こころトーク

2018.06.01

第140回 「面接で重要な『アジェンダ設定』って何?」

認知行動療法の面接では、アジェンダ設定がとても大事だと強調されます。

ただ、アジェンダ設定とカタカナ用語を使うと、何か特別な感じがするのか、苦手にしている専門家が少なくありません。

一方、専門家ではない人は、そのような専門用語は自分とは関係ないと考えるかもしれません。

しかし、アジェンダ設定は、専門家だけでなく、専門家でない人にとっても、問題や悩み事に取り組むときにとても大切になります。

そこで、今回は、アジェンダについて説明することにします。

アジェンダというのは、面接のなかで取り組む具体的な課題のことを意味しています。

しかも、具体的な出来事です。

たとえば、学校や職場での人間関係がうまくいかないと悩んでいたとします。

そのときに、人間関係をよくしたいと考えるのは自然な気持ちですが、それでは解決策を考えるのに曖昧すぎます。

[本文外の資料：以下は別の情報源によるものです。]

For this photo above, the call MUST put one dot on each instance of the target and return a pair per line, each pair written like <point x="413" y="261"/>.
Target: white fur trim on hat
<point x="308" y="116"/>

そうしたときには、人間関係がうまくいかないと考えた場面をひとつだけ取り出して、解決策を考えていくようにします。

どのようなことからうまくっていないと考えたのか。

うまくいっていないと考えてあきらめてしまっていないか。

その問題に対して自分はどのように工夫したのか。

その工夫のどの部分がうまくいっていなくて、どのようにすればうまくいく可能性があるのか。

このようにひとつの問題に対して具体的に考えていくと、対処方法や解決策が見えてきます。

このように、ひとつの問題に絞って考えていくのは、面接の時間が限られているからです。

その限られた時間を有効に使うために、具体的な問題を決めて話し合うようにします。

自分が使うことができる時間が限られているのは、日常の生活でも同じです。

食事や睡眠、仕事や家事など、どうしても必要な時間を除けば、自由にできる時間は限られています。

その限られた時間を有効に使うためにも、問題をひとつに絞って、具体的な解決策を考えていくことが役に立ちます。

そして、ひとつの問題をきちんと解決できれば、次に同じような問題に出会ったときに、その方法を使って問題に対処できるようになってきます。